This section attempts to convey key aspects of engineering. As in other parts of science, the distinction between physics and engineering is blurred. The engineering task is to utilize what is understood about the world to design a practical solution. As in basic research, there is often a mix of what techniques have been previously established combined with creative ways to achieve an understanding not previously achieved.
Unlike much of what you can study elsewhere in ie-Physics, here many of the choices about what to describe have been based on the personal experiences of the site author. And in a way, this is more typical of engineering where the focus is on practical problems rather than systematically understanding useful knowledge.
This engineering assignment has roots which extend nearly as far back as the written history of the region. While a student, the author of this web site read some of the tales of Theodore Winthrop, 25 year old Yale graduate and descendent of the first governor of Connecticut. Winthrop journeying around the Far West. Canoe and Saddle describes 11 days of his adventures in 1853 as he utilized the regional transportation system then available in the Pacific Northwest.
The region now has a W shaped, roughly half a modern multi-laned, high speed highway system hugging the mountains and the drooping fjord which extends about 200 miles in from the Pacific Ocean. And a railroad is being upgraded for higher speed travel up the East side of what is called Puget Sound. But getting across this body of salt water is still primarily by slow 18 Knot auto ferries.
In 1998 Washington State introduced passenger ferries traveling twice as fast as the auto ferries, connecting the cities of Seattle and Bremerton immediately to the West on a route which winds around the southern tip of Bainbridge Island. But home owners along the narrowest part of Rich's Passage claimed that, unlike earlier ship traffic, these new ferries eroded their beaches. This problem caught the interest of the author of these web pages, who spent thousands of hours of childhood playing on small water-craft along the beach at the family home along Rich's Passage. Many of the old auto ferries which routinely plied the Passage had been repeatedly upgraded, and re-engined. As a result of their less than optimum, compromised redesigns, most of the old ferries generated wakes much larger, more choppy, and with shorter wavelengths than the new, smaller but faster passenger ferries. So it seemed a bit odd that the new, well designed boats would create this problem not produced earlier. And not all locations along Rich's Passage experienced the recent erosion. Even though some locations had obvious and severe beach erosion, the unwanted movement of beach sands and gravel was unlikely to have a simple explanation. Fortunately an engineering study was commissioned, funded by the federal government to understand why the new fast ferries were causing the beach erosion and to propose a solution. Eventually for several reasons, use of the fast ferries was suspended, further complicating the study.
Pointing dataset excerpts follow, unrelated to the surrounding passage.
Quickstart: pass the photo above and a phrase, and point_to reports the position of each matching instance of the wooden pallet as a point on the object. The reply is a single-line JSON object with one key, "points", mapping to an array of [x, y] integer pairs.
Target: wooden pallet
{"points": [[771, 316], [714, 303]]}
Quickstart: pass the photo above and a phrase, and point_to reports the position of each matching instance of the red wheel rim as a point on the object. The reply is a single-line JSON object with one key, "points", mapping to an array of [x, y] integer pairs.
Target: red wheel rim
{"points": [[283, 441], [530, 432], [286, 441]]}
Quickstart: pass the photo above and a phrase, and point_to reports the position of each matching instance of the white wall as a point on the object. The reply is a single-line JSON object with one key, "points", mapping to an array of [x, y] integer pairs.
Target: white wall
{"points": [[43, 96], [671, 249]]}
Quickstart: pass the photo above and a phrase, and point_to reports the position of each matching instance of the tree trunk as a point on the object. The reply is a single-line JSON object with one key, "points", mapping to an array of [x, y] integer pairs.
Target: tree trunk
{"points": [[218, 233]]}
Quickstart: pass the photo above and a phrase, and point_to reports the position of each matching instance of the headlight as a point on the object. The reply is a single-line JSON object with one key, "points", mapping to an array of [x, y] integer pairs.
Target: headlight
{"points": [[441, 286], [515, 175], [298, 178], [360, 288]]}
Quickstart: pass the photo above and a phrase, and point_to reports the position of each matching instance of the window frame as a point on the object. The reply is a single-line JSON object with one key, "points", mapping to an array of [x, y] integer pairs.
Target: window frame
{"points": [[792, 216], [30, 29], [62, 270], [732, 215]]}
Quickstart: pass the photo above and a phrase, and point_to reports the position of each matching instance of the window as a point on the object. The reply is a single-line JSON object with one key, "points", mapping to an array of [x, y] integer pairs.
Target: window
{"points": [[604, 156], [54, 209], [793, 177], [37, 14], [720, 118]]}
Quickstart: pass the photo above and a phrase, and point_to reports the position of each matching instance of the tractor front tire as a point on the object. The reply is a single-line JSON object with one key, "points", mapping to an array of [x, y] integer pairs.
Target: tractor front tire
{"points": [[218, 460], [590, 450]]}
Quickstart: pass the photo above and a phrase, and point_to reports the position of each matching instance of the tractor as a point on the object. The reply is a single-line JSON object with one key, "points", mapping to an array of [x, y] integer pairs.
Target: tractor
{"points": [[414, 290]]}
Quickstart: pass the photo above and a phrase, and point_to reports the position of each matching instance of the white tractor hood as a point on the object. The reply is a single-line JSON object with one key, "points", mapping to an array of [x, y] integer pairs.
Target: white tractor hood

the plural of antidote is not data has important application for science and engineering. While individual stories and the practical experiences and observations of peoples such as the home owners and the author may serve to formulate hunches, they do not provide the firm understanding of science.
There are several factors which influence the movement of sand and gravel along beaches: tidal currents, wind generated waves, and a wide variety of ship traffic including the largest vessels of the U.S. Navy which visit the shipyard in Bremerton. Beach erosion and deposition have occurred for millennium. Now there was practical need to understand all the factors involved.
So the challenge has been to sort out the various causes which move sand and gravel along the several miles of shoreline, to develop mathematical models which match the measurements of each factor, and allow the determination of the cause of the beach erosion. That would then be used to attempt to produce a ship hull design which would minimize the beach erosion damage.
For such a project, it is necessary to determine what information is needed. This is requires an interplay between good logic and well educated hunches. Antidotal and historical evidence suggests that the relatively small, prototype fast ferries produced wakes which eroded some of the beaches along Rich's Passage while wakes from much larger vessels and old ferries which produced much larger wakes seem to have done less damage. This suggested that research is needed to determine which wake characteristics cause beach erosion. To accomplish that, it seems essential to understand the transport of beach materials, identifying the natural factors which move materials so they can be separated from vessel caused damage. And finally, it might be valuable to understand any effective mitigating activities which might compensate for the vessel caused erosion. For example, it is widely believed that in primitive conditions beach erosion is balanced by the headlands providing new materials as a part of the erosion process. It is thought that bulkheads built by land owners to prevent the loss of property block the natural supply of fresh beach materials. But it might be possible to provide fresh materials from other locations to compensate for the vessel erosion.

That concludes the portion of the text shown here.